About a third of consumers (32% in China and 33% in India) would like to have smartphone technology “integrated into their anatomies”, compared to a 12% global average, says Havas Group’s latest ‘Prosumer Report’ on the impact of technology in our lives.

The iLife study, which surveyed over 12,000 people globally—including 3,256 in 10 APAC markets—and is just being published in APAC, found Chinese and Indian consumers appear to be far more open-minded than the rest of the world about a future in which lines between the human and the artificial become increasingly blurred.

A quarter of men in China, for instance, say they would be prepared to have a romantic relationship with a robot, a significant rise on the 11% worldwide view.

More than half (54%) of Chinese and 45% of Indian millennials, meanwhile, think the day when human-robot romances and deep friendships will seem normal is not too far off; just 18% of mainstream consumers globally think the same.

Informing these figures is the widely held view in both Asian countries but particularly in China (71%, compared to 52% in India) that robots will one day become so lifelike in terms of looks and reactions that they will be indistinguishable from humans.

So strong is their faith in the machine-as-human concept, in fact, that over half of Chinese consumers say they are already comfortable with the idea of AI machines acting as their financial advisors, and 42% wouldn’t mind being treated by an AI doctor. This stands in great contrast to Western consumers, of whom just 11% or under like the idea of a machine GP in the US, UK and France.

In France, where the AI venture capital firm Asgard recently counted just 39 companies claiming to be in the AI industry, only 27% of respondents felt that artificial intelligence would “help humanity progress” compared to 65% of those in China, which plans to lead the world in AI in just over a decade’s time.

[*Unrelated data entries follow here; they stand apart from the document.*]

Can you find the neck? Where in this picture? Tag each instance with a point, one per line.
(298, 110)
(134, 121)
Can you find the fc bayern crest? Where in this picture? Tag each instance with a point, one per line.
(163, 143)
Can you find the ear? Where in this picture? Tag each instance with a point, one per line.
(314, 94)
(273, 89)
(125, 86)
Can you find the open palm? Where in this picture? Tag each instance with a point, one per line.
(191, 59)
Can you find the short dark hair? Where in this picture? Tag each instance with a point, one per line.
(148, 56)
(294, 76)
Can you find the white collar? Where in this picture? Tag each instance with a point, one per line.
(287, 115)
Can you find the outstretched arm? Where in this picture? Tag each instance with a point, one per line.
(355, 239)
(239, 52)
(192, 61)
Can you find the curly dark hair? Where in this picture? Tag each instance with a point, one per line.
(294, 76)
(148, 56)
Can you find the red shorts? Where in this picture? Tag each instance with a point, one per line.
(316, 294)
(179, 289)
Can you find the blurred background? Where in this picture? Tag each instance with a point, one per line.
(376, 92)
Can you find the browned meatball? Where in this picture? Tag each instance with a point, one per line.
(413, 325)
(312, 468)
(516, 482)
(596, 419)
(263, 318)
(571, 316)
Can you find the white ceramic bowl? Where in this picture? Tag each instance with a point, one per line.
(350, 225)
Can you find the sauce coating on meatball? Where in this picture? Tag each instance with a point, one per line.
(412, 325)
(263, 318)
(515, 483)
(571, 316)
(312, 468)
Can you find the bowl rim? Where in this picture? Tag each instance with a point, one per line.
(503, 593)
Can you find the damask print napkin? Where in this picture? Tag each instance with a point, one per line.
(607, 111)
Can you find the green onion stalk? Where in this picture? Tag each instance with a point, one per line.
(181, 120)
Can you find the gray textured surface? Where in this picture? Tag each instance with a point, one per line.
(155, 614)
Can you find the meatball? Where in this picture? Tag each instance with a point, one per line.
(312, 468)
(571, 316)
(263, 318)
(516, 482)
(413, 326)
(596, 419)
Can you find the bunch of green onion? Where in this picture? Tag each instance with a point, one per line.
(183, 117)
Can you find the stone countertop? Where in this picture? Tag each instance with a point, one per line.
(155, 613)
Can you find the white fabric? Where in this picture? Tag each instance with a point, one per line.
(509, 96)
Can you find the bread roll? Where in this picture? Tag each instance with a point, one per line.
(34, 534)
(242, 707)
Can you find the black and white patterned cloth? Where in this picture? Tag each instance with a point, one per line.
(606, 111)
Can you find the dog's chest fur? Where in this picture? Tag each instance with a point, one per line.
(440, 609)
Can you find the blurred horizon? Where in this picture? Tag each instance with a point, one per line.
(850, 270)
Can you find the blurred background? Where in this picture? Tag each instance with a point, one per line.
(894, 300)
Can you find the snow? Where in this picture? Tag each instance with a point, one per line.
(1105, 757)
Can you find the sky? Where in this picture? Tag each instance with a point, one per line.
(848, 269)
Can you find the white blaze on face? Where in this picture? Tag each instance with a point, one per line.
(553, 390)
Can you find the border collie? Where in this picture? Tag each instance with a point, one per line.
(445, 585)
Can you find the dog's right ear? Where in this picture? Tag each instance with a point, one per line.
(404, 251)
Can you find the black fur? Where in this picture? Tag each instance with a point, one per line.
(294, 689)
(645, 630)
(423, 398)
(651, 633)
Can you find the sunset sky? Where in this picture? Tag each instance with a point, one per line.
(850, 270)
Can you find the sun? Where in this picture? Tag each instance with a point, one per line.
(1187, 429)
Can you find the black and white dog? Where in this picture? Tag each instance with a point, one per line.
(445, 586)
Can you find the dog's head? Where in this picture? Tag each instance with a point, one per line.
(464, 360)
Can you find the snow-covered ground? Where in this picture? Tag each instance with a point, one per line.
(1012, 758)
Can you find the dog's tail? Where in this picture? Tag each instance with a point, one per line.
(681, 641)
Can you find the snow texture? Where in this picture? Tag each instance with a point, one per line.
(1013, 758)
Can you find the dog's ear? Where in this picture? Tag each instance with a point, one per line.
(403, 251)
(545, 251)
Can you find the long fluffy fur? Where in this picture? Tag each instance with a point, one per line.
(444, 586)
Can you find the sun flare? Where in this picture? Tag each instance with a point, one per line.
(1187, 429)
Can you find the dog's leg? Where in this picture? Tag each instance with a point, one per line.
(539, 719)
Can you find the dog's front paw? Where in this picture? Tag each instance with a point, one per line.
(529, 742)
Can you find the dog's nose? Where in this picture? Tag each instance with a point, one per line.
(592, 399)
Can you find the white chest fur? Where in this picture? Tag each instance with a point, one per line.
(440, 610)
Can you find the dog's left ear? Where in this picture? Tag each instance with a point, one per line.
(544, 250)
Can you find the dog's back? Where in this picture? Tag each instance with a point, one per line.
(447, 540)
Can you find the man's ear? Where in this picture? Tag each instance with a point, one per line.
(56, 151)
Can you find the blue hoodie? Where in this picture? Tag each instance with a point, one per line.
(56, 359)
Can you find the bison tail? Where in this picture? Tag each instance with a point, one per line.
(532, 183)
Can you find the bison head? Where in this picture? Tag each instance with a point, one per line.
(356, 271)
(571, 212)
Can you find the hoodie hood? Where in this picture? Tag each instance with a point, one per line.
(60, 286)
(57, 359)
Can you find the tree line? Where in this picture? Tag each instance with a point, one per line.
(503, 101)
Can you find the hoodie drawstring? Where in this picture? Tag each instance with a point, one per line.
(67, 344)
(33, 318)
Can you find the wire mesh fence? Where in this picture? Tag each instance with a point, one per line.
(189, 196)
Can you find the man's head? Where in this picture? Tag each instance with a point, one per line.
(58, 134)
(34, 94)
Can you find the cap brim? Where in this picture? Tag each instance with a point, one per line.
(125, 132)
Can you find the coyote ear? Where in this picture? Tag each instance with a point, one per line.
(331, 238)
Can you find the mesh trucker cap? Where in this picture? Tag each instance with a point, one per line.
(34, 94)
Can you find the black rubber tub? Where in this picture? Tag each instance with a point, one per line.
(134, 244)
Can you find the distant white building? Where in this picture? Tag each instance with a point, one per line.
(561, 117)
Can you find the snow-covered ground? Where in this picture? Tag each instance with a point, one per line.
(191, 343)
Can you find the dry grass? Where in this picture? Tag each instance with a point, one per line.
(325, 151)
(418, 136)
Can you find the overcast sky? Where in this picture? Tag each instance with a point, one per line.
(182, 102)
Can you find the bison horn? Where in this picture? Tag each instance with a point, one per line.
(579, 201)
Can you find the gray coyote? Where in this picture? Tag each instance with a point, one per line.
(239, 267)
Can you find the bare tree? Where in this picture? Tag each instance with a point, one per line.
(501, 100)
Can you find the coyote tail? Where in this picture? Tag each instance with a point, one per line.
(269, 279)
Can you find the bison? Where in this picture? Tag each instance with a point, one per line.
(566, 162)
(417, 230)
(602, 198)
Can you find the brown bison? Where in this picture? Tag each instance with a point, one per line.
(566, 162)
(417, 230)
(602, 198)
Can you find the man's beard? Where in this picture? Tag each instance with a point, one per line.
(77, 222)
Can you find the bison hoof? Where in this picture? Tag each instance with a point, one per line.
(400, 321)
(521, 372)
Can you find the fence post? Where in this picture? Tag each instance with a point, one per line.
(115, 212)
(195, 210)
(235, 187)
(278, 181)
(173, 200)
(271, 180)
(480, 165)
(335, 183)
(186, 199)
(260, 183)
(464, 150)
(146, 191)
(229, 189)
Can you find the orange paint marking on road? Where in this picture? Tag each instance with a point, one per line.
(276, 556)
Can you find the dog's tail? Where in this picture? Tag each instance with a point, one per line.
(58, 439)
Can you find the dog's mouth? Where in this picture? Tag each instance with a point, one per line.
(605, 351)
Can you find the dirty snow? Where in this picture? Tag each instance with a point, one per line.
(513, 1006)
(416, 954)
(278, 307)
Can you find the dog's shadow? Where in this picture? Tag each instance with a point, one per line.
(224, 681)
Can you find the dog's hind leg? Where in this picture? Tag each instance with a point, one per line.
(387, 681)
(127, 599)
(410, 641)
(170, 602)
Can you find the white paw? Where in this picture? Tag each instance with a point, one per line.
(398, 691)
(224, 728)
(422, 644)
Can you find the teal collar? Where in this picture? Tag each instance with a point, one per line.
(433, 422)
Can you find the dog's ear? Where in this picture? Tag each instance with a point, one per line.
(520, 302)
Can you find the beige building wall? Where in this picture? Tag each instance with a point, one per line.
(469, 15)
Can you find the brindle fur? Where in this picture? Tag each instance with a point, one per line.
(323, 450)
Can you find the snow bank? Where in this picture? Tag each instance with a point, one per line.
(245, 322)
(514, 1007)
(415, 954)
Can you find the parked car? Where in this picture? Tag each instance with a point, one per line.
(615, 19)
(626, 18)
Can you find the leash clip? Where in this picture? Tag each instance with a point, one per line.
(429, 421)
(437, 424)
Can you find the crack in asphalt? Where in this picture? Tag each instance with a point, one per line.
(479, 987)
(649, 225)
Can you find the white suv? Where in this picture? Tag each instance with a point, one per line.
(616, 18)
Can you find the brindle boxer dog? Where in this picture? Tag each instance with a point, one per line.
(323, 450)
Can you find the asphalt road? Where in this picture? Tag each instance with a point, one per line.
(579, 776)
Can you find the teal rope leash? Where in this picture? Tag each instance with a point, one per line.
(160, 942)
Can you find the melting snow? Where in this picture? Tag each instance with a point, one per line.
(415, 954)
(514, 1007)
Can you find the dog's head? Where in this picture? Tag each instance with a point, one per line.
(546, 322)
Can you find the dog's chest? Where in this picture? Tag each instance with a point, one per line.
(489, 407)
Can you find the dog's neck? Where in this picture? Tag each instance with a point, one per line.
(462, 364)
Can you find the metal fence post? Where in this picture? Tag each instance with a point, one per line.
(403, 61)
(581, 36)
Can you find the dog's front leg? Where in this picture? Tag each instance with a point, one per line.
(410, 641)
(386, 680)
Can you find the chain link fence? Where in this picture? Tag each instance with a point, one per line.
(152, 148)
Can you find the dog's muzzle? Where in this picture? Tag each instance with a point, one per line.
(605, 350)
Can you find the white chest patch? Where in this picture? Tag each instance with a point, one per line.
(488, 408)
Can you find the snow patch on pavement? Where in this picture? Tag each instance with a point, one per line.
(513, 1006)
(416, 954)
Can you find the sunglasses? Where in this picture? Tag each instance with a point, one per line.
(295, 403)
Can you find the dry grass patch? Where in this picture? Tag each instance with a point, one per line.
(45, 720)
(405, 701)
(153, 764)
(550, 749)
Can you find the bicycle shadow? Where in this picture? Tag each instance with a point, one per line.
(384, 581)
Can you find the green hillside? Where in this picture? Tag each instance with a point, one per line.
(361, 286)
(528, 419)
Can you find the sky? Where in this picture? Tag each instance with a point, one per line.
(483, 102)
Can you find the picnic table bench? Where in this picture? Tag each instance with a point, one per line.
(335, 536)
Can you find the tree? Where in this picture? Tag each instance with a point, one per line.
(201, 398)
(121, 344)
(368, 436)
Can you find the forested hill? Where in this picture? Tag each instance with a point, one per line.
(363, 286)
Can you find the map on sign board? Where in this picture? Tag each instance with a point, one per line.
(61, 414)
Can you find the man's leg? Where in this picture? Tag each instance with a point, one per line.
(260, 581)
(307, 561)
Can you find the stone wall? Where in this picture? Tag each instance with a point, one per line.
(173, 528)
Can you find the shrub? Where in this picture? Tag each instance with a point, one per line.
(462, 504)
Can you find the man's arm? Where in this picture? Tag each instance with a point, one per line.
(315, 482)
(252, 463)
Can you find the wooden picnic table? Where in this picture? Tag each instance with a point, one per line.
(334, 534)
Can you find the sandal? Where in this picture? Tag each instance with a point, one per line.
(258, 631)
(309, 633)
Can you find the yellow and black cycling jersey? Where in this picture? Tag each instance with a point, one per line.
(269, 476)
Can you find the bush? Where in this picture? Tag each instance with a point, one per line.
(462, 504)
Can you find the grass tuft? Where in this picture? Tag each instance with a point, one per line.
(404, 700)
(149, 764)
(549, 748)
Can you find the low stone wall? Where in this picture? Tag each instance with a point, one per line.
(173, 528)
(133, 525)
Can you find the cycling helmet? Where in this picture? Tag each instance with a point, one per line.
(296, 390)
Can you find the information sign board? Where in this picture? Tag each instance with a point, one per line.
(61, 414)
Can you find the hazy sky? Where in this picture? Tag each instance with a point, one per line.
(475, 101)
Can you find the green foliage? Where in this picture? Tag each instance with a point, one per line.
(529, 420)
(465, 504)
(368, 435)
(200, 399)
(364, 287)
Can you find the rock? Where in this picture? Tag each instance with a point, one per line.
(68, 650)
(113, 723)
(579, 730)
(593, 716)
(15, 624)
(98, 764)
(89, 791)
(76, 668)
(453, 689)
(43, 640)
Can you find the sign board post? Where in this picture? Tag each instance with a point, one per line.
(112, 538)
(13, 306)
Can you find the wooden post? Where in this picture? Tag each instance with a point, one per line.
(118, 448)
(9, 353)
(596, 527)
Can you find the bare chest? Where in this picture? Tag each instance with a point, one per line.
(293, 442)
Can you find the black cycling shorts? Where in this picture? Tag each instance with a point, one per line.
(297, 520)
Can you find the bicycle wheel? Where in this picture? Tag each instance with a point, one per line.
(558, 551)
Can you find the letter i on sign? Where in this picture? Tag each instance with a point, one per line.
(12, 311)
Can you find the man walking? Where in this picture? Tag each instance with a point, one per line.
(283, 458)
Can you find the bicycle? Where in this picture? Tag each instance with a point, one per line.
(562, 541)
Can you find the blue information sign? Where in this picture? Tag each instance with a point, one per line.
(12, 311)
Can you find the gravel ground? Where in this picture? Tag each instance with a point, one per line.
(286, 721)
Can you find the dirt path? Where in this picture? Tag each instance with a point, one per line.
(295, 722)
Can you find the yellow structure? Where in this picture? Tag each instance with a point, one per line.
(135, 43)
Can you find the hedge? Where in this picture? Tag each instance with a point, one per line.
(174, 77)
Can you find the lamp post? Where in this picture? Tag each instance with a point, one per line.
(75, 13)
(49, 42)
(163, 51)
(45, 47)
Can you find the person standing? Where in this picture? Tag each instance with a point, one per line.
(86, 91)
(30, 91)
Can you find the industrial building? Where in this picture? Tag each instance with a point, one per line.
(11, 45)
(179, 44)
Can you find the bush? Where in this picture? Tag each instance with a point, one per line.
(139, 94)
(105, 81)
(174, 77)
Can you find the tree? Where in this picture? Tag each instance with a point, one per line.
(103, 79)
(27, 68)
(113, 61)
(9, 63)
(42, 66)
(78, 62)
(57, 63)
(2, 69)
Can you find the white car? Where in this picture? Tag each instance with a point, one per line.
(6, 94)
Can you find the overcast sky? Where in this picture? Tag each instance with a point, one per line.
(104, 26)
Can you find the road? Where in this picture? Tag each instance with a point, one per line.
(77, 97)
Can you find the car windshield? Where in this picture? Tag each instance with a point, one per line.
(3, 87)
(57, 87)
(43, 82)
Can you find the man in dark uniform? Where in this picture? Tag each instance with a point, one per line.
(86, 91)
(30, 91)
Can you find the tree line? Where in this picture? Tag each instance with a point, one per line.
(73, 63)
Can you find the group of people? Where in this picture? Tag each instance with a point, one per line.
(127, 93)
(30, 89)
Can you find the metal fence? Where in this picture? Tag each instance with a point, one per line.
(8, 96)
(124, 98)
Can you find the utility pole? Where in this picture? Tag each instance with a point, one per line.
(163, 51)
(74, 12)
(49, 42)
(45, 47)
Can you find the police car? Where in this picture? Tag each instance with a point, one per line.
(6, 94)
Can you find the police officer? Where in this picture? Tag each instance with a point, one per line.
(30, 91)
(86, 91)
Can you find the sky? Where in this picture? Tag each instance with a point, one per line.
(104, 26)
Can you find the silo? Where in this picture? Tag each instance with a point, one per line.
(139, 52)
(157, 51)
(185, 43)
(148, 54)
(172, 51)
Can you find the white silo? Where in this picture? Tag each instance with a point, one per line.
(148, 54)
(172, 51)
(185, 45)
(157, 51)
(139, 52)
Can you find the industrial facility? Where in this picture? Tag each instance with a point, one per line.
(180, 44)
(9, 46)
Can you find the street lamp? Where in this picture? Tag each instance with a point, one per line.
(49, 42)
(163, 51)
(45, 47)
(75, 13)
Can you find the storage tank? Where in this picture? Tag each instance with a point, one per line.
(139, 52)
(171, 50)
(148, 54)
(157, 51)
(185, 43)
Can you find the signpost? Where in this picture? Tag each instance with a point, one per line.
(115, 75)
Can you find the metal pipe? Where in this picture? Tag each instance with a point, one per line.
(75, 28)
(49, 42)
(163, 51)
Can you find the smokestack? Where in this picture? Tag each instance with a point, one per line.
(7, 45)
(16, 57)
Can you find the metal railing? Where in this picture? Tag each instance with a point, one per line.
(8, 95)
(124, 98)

And 41% of Chinese think AI will “solve our most pressing problems”, compared to 18% of French consumers.

Havas credits Chinese and Indian people’s enhanced “familiarity” with technology for their significantly more positive outlook, especially within Asia. "Definitely their awareness of how it works in their lives is very different from the rest of APAC," says Josh Gallagher, strategy head at Havas Group. "Look at markets like Indonesia and the Philippines. They are super highly social markets but the technology part hasn't really infiltrated yet like it has in those other places, where payment systems like e-commerce and the deepness of social like you have in China isn't the same."

This said, where the Chinese do align with the rest of the world is in their worry that the dominance of digital technologies will make humans lazy, less imaginative and—despite their fascination with robot relationships—less connected to each other. A comparison with Havas’s survey in 2009 reveals an 11% rise (55 to 64%) in Chinese people agreeing with the statement: “I worry that digital communication is weakening human bonds.” Similar increases were noted in the US, the UK and Brazil.

The challenge for brands, says Gallagher, is to appreciate this apparent contradiction: while consumers in markets like China and India may demonstrate a strong awareness of what may be 'normal' in a machine-dominated future and even say they are open to radical ideas like robot relationships, this doesn't mean they will neccessarily embrace them when they arrive. "The question is not just 'do they have access to the technology thats available?' but 'do they want it in their lives and will it improve their lives in any way?'" he says. "I think it's up to us as brands to be able to use it to improve their lives."